Comedy Hack Day 9 - Humanize Her
The 3/4ths of the family went down to Santa Monica a few weekends ago so that I could participate in Comedy Hack Day 9 and here’s the short version: My team went to the finals and we had some crazy projector issues but it was still a blast.
I’m in LA at least once a month (much more as of late) and am the CTO of a Beverly Hills media company, but it was still surprised to me how different Comedy Hack Day in LA was over San Francisco. I figured there would be less developers and more comedians (and “comedians”), and there was, but what I didn’t expect was how seriously people took an entirely silly (but wonderful) event.
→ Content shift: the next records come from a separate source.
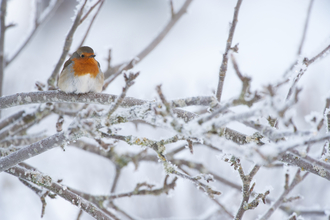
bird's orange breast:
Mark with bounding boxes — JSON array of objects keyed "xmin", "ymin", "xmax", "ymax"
[{"xmin": 72, "ymin": 54, "xmax": 99, "ymax": 78}]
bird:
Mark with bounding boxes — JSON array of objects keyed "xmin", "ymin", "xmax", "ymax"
[{"xmin": 58, "ymin": 46, "xmax": 104, "ymax": 93}]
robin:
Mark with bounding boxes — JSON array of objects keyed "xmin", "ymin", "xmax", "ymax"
[{"xmin": 58, "ymin": 46, "xmax": 104, "ymax": 93}]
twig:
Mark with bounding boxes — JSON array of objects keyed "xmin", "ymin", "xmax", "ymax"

Differences aside I still had a great time, got to be on the big stage again, and gained some random listening to several conversations about what it’s like to audition for commercials.
Our project was called “Humanize Her” and it was an mobile app that made a woman talking look like a man so you’ll listen to her and respect her opinions. Technically, we used your phone’s camera and then applied “filters” that were pictures of men with their faces cut out. There were two people that could code on the team (an embarrassment of riches compared to some other teams) and the two of us decided to go with a mobile web app as the other developer was primarily a Javascript developer. This was kind of a mistake. The app worked fine and functioned just as a mobile app, but the HTML5 APIs we needed were only on Android’s Chrome browser which effectively made it an “Android App” and then made it 1000x harder to send the phone’s image to a projector. Every Android maker has their own video out cable and even if you had the right cable it still didn’t really work. We managed to get through the Saturday night round with a Chromecast but we weren’t so lucky in the finals when the projector in the theater never wanted to show the video (it worked fine in the pre-show walkthrough, naturally). The presentation was really funny but after 20 minutes of everyone (host, judges, team, and audience) sitting there it just wasn’t ever going to be as funny as it could have been. I think we had a great chance to win the thing, but…oh well. It wasn’t to be even despite Cultivated Wit’s newly anointed CEO doing an inspired job as our iPhone camera man shooting our Android phone.
Some people on my team were pretty upset but getting to the finals and being on stage is the real treat…still, I’m not known for my ability to let things go, so I came home and made the iOS version we should have made from the start.